Dr. Svobodny is a senior lecturer in Global Studies as well as in Russian literature and culture. She is the coordinator of the Eurasian Studies concentration, an advisor for the major in Global Studies, and she also serves as the Study Abroad Advisor for Global Studies.
Dr. Svobodny teaches courses on Russian literature in translation, usually placed within a global comparative perspective. Her teaching interests include a range of genres (the novel, the short story, memoir, theatrical performance) and topics (literature and law, literature and madness, literature and other forms of media, Russia and the West). Many of her courses are Writing-Intensive, and she is committed to guiding her students through all stages of the writing process.

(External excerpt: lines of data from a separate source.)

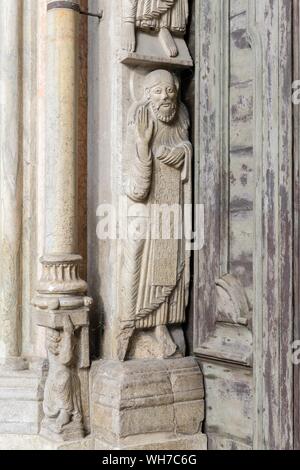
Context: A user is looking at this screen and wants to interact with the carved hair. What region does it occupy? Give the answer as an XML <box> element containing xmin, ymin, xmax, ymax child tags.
<box><xmin>144</xmin><ymin>69</ymin><xmax>179</xmax><ymax>94</ymax></box>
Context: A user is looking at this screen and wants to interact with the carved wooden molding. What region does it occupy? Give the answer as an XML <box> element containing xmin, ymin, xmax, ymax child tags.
<box><xmin>249</xmin><ymin>0</ymin><xmax>293</xmax><ymax>449</ymax></box>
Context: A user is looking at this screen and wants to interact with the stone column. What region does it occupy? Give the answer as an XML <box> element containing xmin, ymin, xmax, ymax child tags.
<box><xmin>0</xmin><ymin>0</ymin><xmax>26</xmax><ymax>370</ymax></box>
<box><xmin>34</xmin><ymin>0</ymin><xmax>91</xmax><ymax>440</ymax></box>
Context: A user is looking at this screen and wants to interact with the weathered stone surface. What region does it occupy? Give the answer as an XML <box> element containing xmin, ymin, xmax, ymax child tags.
<box><xmin>0</xmin><ymin>368</ymin><xmax>45</xmax><ymax>435</ymax></box>
<box><xmin>0</xmin><ymin>432</ymin><xmax>94</xmax><ymax>450</ymax></box>
<box><xmin>95</xmin><ymin>434</ymin><xmax>207</xmax><ymax>450</ymax></box>
<box><xmin>91</xmin><ymin>358</ymin><xmax>204</xmax><ymax>448</ymax></box>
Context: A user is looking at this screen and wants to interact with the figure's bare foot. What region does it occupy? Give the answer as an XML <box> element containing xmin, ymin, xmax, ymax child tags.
<box><xmin>123</xmin><ymin>23</ymin><xmax>136</xmax><ymax>52</ymax></box>
<box><xmin>155</xmin><ymin>325</ymin><xmax>177</xmax><ymax>359</ymax></box>
<box><xmin>159</xmin><ymin>28</ymin><xmax>178</xmax><ymax>57</ymax></box>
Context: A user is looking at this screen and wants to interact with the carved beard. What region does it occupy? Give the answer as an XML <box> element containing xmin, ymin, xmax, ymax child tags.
<box><xmin>150</xmin><ymin>101</ymin><xmax>177</xmax><ymax>123</ymax></box>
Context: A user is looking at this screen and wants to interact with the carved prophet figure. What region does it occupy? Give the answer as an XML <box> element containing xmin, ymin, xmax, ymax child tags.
<box><xmin>118</xmin><ymin>70</ymin><xmax>192</xmax><ymax>360</ymax></box>
<box><xmin>123</xmin><ymin>0</ymin><xmax>189</xmax><ymax>57</ymax></box>
<box><xmin>43</xmin><ymin>318</ymin><xmax>82</xmax><ymax>434</ymax></box>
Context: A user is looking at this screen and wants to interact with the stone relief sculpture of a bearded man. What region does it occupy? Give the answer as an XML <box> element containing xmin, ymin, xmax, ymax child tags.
<box><xmin>118</xmin><ymin>70</ymin><xmax>192</xmax><ymax>360</ymax></box>
<box><xmin>123</xmin><ymin>0</ymin><xmax>189</xmax><ymax>57</ymax></box>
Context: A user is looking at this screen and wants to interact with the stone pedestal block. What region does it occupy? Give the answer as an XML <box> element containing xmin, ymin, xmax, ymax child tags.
<box><xmin>0</xmin><ymin>368</ymin><xmax>45</xmax><ymax>435</ymax></box>
<box><xmin>91</xmin><ymin>357</ymin><xmax>206</xmax><ymax>450</ymax></box>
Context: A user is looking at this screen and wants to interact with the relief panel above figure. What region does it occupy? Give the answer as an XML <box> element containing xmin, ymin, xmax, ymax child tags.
<box><xmin>122</xmin><ymin>0</ymin><xmax>193</xmax><ymax>66</ymax></box>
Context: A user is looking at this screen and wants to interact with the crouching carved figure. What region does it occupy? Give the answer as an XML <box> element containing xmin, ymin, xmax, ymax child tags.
<box><xmin>42</xmin><ymin>316</ymin><xmax>83</xmax><ymax>438</ymax></box>
<box><xmin>123</xmin><ymin>0</ymin><xmax>189</xmax><ymax>57</ymax></box>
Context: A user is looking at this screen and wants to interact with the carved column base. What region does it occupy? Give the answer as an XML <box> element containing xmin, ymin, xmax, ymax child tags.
<box><xmin>91</xmin><ymin>357</ymin><xmax>207</xmax><ymax>450</ymax></box>
<box><xmin>33</xmin><ymin>255</ymin><xmax>92</xmax><ymax>442</ymax></box>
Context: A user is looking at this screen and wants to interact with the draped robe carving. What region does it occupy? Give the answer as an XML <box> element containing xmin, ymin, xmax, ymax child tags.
<box><xmin>119</xmin><ymin>71</ymin><xmax>192</xmax><ymax>359</ymax></box>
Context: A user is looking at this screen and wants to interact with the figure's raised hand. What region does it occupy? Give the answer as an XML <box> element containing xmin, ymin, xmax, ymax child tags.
<box><xmin>136</xmin><ymin>106</ymin><xmax>154</xmax><ymax>145</ymax></box>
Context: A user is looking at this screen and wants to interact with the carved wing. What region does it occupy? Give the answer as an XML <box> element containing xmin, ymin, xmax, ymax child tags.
<box><xmin>137</xmin><ymin>0</ymin><xmax>177</xmax><ymax>20</ymax></box>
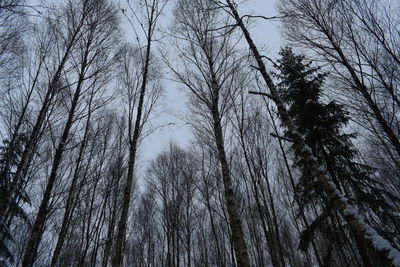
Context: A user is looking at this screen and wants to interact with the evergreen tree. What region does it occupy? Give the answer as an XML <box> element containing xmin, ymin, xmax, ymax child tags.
<box><xmin>275</xmin><ymin>48</ymin><xmax>400</xmax><ymax>264</ymax></box>
<box><xmin>0</xmin><ymin>134</ymin><xmax>30</xmax><ymax>266</ymax></box>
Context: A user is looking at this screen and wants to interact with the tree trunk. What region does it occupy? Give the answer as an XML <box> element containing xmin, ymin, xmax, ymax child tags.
<box><xmin>226</xmin><ymin>0</ymin><xmax>400</xmax><ymax>266</ymax></box>
<box><xmin>213</xmin><ymin>105</ymin><xmax>250</xmax><ymax>267</ymax></box>
<box><xmin>112</xmin><ymin>9</ymin><xmax>155</xmax><ymax>267</ymax></box>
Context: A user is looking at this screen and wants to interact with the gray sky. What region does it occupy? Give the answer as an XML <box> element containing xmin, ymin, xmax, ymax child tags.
<box><xmin>139</xmin><ymin>0</ymin><xmax>281</xmax><ymax>170</ymax></box>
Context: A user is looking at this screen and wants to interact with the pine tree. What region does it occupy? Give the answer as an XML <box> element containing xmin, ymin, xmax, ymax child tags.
<box><xmin>275</xmin><ymin>48</ymin><xmax>399</xmax><ymax>263</ymax></box>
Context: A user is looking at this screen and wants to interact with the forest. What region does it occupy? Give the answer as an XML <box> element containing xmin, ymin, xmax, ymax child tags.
<box><xmin>0</xmin><ymin>0</ymin><xmax>400</xmax><ymax>267</ymax></box>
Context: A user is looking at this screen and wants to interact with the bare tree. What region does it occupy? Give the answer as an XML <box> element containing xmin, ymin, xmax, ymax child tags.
<box><xmin>112</xmin><ymin>0</ymin><xmax>167</xmax><ymax>267</ymax></box>
<box><xmin>222</xmin><ymin>0</ymin><xmax>399</xmax><ymax>265</ymax></box>
<box><xmin>165</xmin><ymin>1</ymin><xmax>255</xmax><ymax>266</ymax></box>
<box><xmin>22</xmin><ymin>1</ymin><xmax>118</xmax><ymax>266</ymax></box>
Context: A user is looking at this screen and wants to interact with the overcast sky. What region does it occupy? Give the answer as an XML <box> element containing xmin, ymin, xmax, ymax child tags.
<box><xmin>139</xmin><ymin>0</ymin><xmax>281</xmax><ymax>174</ymax></box>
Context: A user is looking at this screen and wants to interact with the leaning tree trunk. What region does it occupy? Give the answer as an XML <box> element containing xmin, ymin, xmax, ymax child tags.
<box><xmin>212</xmin><ymin>101</ymin><xmax>250</xmax><ymax>267</ymax></box>
<box><xmin>226</xmin><ymin>0</ymin><xmax>400</xmax><ymax>266</ymax></box>
<box><xmin>22</xmin><ymin>45</ymin><xmax>89</xmax><ymax>267</ymax></box>
<box><xmin>112</xmin><ymin>9</ymin><xmax>155</xmax><ymax>267</ymax></box>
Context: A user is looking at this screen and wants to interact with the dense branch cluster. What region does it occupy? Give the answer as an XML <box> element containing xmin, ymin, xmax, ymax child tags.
<box><xmin>0</xmin><ymin>0</ymin><xmax>400</xmax><ymax>267</ymax></box>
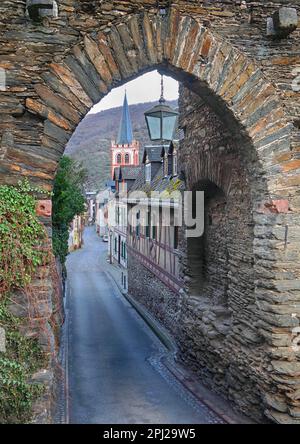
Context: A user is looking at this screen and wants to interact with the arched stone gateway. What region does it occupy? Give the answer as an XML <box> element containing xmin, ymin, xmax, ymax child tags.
<box><xmin>0</xmin><ymin>0</ymin><xmax>300</xmax><ymax>422</ymax></box>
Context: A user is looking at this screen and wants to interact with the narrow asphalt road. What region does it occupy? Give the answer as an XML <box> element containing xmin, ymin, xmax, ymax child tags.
<box><xmin>67</xmin><ymin>227</ymin><xmax>219</xmax><ymax>424</ymax></box>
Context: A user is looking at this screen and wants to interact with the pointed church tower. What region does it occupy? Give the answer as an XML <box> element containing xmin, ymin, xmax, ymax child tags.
<box><xmin>111</xmin><ymin>92</ymin><xmax>139</xmax><ymax>178</ymax></box>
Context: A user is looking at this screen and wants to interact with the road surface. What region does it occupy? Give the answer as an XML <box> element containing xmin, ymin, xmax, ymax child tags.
<box><xmin>67</xmin><ymin>227</ymin><xmax>220</xmax><ymax>424</ymax></box>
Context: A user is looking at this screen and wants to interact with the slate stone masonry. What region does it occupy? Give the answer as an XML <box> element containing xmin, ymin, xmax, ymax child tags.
<box><xmin>0</xmin><ymin>0</ymin><xmax>300</xmax><ymax>423</ymax></box>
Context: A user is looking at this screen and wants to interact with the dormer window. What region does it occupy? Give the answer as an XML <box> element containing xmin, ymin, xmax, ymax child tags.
<box><xmin>173</xmin><ymin>153</ymin><xmax>178</xmax><ymax>176</ymax></box>
<box><xmin>145</xmin><ymin>163</ymin><xmax>151</xmax><ymax>182</ymax></box>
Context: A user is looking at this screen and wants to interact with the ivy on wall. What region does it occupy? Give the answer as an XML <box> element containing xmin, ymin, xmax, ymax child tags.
<box><xmin>52</xmin><ymin>156</ymin><xmax>86</xmax><ymax>267</ymax></box>
<box><xmin>0</xmin><ymin>181</ymin><xmax>46</xmax><ymax>294</ymax></box>
<box><xmin>0</xmin><ymin>181</ymin><xmax>46</xmax><ymax>423</ymax></box>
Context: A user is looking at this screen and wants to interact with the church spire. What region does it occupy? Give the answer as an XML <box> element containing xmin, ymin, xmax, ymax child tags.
<box><xmin>117</xmin><ymin>92</ymin><xmax>133</xmax><ymax>145</ymax></box>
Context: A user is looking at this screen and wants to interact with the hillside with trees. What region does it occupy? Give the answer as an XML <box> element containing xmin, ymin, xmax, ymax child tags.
<box><xmin>65</xmin><ymin>101</ymin><xmax>177</xmax><ymax>190</ymax></box>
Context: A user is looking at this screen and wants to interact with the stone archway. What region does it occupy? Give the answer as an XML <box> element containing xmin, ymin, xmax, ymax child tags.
<box><xmin>1</xmin><ymin>8</ymin><xmax>300</xmax><ymax>422</ymax></box>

Dr. Svobodny’s research has been incubated in the collaborative, creative atmosphere she cultivates in her classes. In her recent book, Nijinsky’s Feeling Mind, she argues that Vaslav Nijinsky’s 1919 multimodal project (containing his dance notation, drawings, and life-writing) presents a profound meditation on the spaces between dance and writing; it is a book about the writing process, the traces left behind, the circulation between bodily presence and the written word, the hesitation between speech and silence, and the special dynamic between reader and writer, in which the language of intimacy registers as public statement, and vice versa. By exploring the intersections of bodily movement with verbal language, Nijinsky’s Feeling Mind addresses broader questions of how we sense and make sense of our worlds. For this project, Svobodny was awarded a Summer Stipend from the National Endowment for the Humanities in 2019 to conduct archival research in New York, Hamburg, Munich, and Paris.